Like a lot of audiobooks I have, this one probably got short shrift the first time around, since I tend to listen to them as I drift off to sleep -- which takes me less than ten minutes, ordinarily-- and so I miss way more than half the optimistic "45 minutes to sleep time" I set on the speakerdock upstairs. Anyway lately I'm listening to it while full awake instead, and find it fascinating.


I should probably switch back to music to drift off to sleep with, but oddly enough I find that tends to keep me awake. I end up thinking stuff like "why didn't they modulate to the subdominant there I wonder, it would be perfect" and then I'm awake enough to flip the track back and hear it again, etc...

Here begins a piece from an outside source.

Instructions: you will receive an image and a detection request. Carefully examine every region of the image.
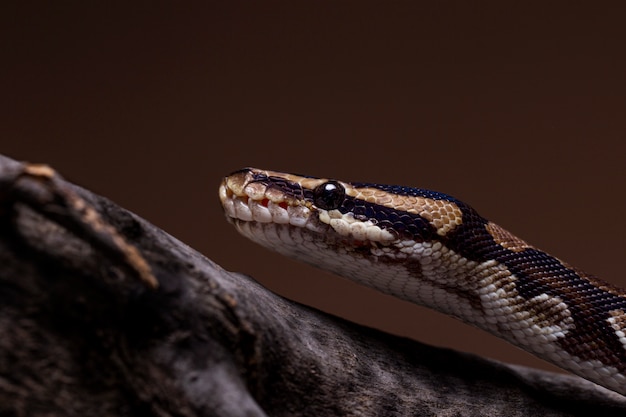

Biographies, memoirs and history on the other hand... zzzzzzzzzz inside of 15 minutes no matter how interesting I may find the subject matter. :D Must be a throwback to just the idea of being read to at night. Bedtime stories = go to sleep!

This book is not really that kind of story, clearly, But it didn't stop me from tuning out after my 10 minute forays into its offerings night after night, and I had missed a lot of it that could probably keep me up nights (if anything could once I decide the day's at an end and head upstairs. Maybe I should just stick to novels in my upstairs audiobook adventures.
Audio books always send me to sleep. I stopped buying them for that reason. I’d miss more than I’d hear then I’d spend ages trying to find where I was up to.